Of course, this isn’t just about one football match. It’s part of a wider story – one that many of us in the Jewish community have felt building for months.
Since October 7 2023, Jewish students have been targeted on university campuses. Jewish schools have had to hire more security. Some have even told pupils not to wear visibly Jewish symbols on their way to and from school and to remove blazers embroidered with the Star of David.
We’re told repeatedly by politicians – particularly in the two since the Heaton Park shul terror attack – that Britain will “do whatever it takes” to protect Jews. Yet in practice, it increasingly feels like we’re being told to stay home and stay quiet.
The Prime Minister keeps repeating that promise: “Whatever it takes.” But in reality, he hasn’t done anything except announce more funding for the Community Security Trust.
That might sound reassuring, but it’s really an admission of failure: We can’t stop the people who want to kill you, and we’re not politically strong enough to try, so here’s some money to build higher fences and thicker doors before the next attack by those whom we’ve allowed to call for an intifada for two years.
If the answer to antisemitism is to exclude Jews from public spaces – to make Britain’s public life Judenrein – then we haven’t solved the problem. We’ve surrendered to it.
I don’t want Britain to become a country where the police issue travel warnings for Jews.
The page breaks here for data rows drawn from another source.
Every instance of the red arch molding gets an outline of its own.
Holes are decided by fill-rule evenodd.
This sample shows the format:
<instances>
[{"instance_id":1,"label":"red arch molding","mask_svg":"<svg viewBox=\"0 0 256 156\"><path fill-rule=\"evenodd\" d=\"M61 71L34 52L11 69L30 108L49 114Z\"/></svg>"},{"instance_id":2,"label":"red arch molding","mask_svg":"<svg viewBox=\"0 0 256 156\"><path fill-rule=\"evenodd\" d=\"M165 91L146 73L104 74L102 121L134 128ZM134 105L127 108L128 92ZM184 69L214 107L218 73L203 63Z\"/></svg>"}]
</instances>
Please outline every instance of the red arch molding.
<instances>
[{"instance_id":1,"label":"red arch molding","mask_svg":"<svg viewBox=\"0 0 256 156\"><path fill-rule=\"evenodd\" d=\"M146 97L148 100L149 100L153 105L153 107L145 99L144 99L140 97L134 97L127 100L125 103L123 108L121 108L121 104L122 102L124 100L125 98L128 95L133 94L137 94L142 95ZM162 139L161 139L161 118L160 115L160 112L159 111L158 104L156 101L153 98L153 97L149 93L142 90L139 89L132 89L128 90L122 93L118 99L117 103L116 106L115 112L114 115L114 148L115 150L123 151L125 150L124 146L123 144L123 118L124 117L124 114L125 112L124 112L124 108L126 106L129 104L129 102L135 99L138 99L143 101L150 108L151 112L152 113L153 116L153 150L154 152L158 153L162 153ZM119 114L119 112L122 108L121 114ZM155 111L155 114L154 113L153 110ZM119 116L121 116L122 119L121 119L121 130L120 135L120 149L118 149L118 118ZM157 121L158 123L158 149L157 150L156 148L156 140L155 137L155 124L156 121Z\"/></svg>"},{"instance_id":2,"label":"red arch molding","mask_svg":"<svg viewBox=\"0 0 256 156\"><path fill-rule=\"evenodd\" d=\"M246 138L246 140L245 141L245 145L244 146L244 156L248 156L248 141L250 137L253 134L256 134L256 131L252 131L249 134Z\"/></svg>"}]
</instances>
I don’t want Jewish children growing up thinking that wearing a kippah, or being a proud Zionist, is dangerous.
And I don’t want this story, of fans banned from a football match, to become another quiet example of our national decline, shrugged off as “the new normal.”
Because for me, and for my family, this isn’t abstract. My great-grandmother saw what happens when hatred is allowed to spread unchecked, when good people look the other way, when authorities prioritise “keeping the peace” over doing what’s right.
She taught me that the measure of a country isn’t how it treats its majority, but how it protects its minorities.
Britain once set the standard for that. We prided ourselves on fairness, tolerance and courage. Those values are being tested now.
And I still believe we can rise to the occasion – if we have the courage to call this what it is. Not a “security issue.” Not “community tension.” But antisemitism, pure and simple, whipped up and encouraged by local sectarian MPs who should hang their heads in shame.
I still believe in Britain. I still believe in our capacity for decency, fairness, and courage.
But those qualities only mean something if we act on them.
Because this was never really about a football match. It’s about who controls the streets of Britain’s second largest city, and whether this country still has the will to stand up for its Jews.